Somewhere between the two falls a seemingly self-mythologizing arc, whose titles refer to a fox-haired girl, and the eponymous “Exodus in X Minor” poems. These involve psychic mediums, past lives, classical symbolism, delightful water imagery, and violence – questioning who owns violence, who is responsible for it, and who answers to the victims. Sometimes the narrative in these is strong; other times, the careful building of moments and images takes the fore. Although there’s some linguistic obstruction (one portion contains English, French, Haitian Kreyol, and Louisiana Kreyol), readers will enjoy lovely turns of phrase like “our lungs learning dirt” and the unexpected beauty of works like “esurient” and “lakeful.” Again, it’s not immediately clear whether such impediments serve a calculated purpose, but in these sections, it matters less. Even the portions that will end up as guesswork to many readers feel good in the mouth, and these poems link together nicely while working as equally fine stand-alone pieces.

 

Also of note is the marvelous way form and function relate here. Frazier-Foley references knitting woolen sweaters fairly early in the text. While “modernist” doesn’t really fit these poems, the fact that the structure of the book takes the form of an item explicitly mentioned within the text makes it not just an act of convenient sequencing but a unifying element.
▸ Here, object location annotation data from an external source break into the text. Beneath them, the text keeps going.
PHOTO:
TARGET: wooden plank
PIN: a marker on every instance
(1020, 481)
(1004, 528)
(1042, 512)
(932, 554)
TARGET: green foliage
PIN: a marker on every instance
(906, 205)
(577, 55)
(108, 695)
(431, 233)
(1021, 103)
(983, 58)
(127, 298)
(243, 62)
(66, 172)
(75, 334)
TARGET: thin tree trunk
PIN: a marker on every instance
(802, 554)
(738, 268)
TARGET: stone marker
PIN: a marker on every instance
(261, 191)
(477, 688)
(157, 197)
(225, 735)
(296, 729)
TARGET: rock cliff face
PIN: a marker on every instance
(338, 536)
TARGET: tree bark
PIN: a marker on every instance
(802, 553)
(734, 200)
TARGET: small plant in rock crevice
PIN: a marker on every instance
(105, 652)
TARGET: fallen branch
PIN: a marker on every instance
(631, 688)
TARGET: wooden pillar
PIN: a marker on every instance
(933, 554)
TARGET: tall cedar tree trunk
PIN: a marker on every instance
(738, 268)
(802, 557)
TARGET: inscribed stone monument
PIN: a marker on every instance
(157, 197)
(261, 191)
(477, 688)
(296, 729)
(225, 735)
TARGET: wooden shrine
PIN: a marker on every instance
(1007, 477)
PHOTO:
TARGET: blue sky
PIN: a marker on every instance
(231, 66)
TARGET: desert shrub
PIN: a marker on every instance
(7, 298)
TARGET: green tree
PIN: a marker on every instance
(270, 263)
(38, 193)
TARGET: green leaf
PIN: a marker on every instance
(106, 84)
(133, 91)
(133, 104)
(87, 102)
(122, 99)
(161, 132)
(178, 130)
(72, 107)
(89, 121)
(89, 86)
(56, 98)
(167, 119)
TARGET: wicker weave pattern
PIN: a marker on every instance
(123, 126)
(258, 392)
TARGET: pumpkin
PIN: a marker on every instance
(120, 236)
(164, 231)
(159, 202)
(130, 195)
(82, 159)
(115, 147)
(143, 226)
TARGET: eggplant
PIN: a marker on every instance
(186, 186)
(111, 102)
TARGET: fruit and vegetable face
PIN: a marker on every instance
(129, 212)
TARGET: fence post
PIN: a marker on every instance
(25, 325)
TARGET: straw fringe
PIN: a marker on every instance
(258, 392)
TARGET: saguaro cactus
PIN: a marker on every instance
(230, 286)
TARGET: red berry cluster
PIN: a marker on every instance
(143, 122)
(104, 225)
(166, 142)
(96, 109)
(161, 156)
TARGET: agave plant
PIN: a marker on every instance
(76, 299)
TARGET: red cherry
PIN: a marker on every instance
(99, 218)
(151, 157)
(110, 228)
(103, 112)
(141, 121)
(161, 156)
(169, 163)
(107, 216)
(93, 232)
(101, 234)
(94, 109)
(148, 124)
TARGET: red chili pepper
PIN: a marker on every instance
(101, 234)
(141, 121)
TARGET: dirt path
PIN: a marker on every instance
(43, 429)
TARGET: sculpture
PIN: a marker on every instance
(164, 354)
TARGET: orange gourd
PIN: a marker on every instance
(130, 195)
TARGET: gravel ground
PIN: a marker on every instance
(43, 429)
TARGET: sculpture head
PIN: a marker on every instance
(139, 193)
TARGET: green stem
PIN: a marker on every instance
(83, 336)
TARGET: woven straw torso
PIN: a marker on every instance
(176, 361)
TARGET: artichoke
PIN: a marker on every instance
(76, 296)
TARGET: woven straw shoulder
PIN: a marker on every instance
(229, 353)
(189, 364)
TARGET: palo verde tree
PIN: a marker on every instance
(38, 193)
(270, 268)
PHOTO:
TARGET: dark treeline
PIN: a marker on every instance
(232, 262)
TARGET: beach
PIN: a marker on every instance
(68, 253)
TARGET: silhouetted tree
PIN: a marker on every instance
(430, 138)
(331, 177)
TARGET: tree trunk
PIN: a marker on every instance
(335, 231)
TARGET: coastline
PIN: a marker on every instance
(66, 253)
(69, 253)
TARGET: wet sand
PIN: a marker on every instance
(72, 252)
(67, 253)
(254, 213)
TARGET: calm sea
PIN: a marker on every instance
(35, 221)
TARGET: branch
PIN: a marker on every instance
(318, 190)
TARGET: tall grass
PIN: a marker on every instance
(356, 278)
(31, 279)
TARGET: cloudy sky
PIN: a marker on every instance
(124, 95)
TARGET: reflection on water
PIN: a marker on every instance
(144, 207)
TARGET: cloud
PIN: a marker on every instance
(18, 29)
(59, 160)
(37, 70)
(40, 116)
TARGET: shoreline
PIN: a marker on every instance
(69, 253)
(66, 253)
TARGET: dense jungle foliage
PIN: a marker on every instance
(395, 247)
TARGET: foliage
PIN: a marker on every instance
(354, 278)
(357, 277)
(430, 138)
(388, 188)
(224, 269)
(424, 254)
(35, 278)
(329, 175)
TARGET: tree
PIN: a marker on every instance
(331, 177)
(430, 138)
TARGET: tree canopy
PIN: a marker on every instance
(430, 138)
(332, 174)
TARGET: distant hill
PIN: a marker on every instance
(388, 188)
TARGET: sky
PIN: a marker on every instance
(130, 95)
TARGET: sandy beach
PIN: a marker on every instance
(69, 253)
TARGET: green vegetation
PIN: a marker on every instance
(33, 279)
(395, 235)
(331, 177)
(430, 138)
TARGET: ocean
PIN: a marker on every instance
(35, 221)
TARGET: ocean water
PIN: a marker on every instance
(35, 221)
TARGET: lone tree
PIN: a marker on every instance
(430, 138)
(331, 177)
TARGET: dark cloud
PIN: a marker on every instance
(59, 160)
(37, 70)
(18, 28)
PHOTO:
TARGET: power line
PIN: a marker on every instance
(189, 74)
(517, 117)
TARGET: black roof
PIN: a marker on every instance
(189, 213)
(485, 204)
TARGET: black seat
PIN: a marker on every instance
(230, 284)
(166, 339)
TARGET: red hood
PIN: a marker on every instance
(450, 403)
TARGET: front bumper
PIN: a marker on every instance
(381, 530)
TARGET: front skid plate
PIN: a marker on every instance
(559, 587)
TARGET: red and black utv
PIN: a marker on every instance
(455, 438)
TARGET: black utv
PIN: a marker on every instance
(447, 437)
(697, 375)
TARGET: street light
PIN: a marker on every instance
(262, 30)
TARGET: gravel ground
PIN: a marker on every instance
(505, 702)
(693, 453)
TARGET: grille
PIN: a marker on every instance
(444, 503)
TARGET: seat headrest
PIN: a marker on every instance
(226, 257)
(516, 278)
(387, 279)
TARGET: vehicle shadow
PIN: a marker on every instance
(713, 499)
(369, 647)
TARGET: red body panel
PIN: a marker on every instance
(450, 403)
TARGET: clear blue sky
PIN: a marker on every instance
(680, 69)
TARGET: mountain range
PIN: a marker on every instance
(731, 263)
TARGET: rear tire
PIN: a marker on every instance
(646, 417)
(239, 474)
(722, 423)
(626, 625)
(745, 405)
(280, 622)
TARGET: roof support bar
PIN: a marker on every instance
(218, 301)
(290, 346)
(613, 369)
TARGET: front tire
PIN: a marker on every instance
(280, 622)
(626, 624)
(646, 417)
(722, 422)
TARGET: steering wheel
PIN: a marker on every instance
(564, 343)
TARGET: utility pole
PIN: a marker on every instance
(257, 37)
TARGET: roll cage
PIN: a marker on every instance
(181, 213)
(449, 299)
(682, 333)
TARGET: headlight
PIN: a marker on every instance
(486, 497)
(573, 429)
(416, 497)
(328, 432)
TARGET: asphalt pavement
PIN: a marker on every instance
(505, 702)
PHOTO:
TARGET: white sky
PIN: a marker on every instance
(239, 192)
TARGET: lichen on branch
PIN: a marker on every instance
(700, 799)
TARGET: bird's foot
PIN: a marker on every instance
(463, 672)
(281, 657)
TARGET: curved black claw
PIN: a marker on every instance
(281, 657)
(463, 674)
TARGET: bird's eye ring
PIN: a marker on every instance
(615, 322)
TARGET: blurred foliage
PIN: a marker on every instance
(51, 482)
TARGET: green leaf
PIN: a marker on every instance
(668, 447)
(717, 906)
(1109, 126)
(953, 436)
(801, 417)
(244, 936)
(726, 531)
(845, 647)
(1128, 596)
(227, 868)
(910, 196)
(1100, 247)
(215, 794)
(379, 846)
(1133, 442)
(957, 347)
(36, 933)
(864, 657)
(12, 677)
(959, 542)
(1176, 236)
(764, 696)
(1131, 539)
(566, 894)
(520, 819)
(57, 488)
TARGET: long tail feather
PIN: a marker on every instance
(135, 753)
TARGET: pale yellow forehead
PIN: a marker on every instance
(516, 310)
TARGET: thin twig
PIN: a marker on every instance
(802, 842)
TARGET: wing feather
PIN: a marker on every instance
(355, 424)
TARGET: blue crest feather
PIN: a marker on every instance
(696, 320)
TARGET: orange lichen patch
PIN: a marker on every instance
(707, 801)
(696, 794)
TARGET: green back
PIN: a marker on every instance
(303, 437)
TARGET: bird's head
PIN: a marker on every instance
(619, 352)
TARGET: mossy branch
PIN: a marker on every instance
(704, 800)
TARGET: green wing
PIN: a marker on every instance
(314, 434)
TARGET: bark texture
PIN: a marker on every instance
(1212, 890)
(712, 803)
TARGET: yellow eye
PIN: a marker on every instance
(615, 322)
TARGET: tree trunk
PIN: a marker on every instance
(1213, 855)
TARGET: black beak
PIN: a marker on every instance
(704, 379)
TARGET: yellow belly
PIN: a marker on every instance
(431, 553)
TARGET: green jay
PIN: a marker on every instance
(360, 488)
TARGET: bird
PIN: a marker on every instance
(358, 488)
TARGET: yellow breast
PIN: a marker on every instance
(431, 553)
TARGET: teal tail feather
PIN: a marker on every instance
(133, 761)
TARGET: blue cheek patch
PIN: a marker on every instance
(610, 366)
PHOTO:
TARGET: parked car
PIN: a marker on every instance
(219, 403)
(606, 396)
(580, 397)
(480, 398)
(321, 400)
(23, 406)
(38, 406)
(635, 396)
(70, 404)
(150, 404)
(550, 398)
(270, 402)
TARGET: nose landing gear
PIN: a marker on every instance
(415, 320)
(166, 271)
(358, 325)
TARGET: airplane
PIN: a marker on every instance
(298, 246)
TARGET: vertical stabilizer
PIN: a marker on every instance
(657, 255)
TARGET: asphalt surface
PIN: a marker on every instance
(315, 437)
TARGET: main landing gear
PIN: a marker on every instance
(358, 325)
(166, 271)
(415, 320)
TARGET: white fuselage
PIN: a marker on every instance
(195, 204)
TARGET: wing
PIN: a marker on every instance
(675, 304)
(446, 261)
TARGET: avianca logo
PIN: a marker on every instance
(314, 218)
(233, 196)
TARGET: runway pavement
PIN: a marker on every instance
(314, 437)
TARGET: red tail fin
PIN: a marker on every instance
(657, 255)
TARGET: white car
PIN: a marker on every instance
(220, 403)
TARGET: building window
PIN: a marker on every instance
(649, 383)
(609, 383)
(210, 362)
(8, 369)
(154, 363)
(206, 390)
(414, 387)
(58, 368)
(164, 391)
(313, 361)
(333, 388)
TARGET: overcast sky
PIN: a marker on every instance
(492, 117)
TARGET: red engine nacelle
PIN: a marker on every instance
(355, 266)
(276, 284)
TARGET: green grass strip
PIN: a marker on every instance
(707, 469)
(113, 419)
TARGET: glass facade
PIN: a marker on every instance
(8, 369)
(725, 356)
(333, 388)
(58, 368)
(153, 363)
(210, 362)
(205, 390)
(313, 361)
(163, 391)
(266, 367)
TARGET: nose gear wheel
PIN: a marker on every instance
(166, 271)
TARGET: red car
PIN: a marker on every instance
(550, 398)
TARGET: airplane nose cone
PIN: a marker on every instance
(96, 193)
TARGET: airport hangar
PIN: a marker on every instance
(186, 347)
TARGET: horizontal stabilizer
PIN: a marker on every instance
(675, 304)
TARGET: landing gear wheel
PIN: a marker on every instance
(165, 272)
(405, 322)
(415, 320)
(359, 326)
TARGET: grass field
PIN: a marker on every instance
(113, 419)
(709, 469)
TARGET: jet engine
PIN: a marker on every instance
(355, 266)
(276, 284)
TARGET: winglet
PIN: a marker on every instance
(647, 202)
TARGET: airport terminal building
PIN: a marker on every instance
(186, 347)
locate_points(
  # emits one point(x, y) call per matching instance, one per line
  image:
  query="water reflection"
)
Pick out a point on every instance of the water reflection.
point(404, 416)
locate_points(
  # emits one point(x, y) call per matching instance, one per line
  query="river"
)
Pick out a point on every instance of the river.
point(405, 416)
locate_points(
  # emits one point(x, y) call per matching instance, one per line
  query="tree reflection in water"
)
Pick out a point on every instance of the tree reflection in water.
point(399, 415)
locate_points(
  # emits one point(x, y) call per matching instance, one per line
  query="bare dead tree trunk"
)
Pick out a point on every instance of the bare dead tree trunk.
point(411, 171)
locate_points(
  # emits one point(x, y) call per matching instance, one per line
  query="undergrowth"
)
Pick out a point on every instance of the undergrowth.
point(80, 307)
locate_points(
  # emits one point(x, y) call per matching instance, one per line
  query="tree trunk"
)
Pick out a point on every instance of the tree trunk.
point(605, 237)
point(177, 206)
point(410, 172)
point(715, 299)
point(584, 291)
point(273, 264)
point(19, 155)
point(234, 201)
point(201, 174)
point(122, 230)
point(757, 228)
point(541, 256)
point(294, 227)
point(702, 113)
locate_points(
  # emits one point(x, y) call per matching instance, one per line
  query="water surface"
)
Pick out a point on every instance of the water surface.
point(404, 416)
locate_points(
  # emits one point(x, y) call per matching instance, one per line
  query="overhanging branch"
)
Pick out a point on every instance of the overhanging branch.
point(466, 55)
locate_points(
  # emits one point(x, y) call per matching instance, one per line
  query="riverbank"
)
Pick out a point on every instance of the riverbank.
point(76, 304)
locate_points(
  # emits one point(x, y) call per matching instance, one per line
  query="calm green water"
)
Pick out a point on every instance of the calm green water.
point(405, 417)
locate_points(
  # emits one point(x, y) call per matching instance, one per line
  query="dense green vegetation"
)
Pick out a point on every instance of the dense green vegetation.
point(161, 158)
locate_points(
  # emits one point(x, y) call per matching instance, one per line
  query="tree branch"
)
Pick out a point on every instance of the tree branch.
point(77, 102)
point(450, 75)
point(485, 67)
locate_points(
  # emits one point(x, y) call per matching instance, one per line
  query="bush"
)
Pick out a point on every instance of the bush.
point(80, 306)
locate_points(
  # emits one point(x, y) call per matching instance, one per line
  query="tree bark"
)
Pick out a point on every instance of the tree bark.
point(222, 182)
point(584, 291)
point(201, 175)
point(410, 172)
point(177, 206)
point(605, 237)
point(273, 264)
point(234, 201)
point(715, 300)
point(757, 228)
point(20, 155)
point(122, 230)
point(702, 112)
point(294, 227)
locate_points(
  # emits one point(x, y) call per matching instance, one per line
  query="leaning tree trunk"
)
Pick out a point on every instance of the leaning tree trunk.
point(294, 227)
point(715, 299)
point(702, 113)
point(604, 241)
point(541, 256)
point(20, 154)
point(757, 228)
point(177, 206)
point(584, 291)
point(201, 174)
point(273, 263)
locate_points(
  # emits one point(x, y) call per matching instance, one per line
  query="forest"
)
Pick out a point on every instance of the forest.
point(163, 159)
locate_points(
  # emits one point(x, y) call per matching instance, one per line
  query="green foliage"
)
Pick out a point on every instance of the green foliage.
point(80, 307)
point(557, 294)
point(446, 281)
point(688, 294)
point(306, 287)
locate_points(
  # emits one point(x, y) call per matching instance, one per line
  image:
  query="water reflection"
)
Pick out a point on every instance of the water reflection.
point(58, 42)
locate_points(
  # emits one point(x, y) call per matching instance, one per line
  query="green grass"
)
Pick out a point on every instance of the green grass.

Characters, places, concepts, and images weave in and out of these pieces, disappearing and reemerging to form something larger much like the warp and weft of a singular garment.

 

If ever readers feel lost in this book, they must simply refer back to this sweater and follow its cables. Listen to the clicking of needles as they bob over the fabric like a boat on the sea. These waves bring the necessary words to shore.

 

 

 

Betty Scott lives near Chicago. Her reviews have appeared on Bookslut and Books and Whatnot. Her fiction and poetry have been featured in publications such as Untoward, The Wax Paper, and Slipstream.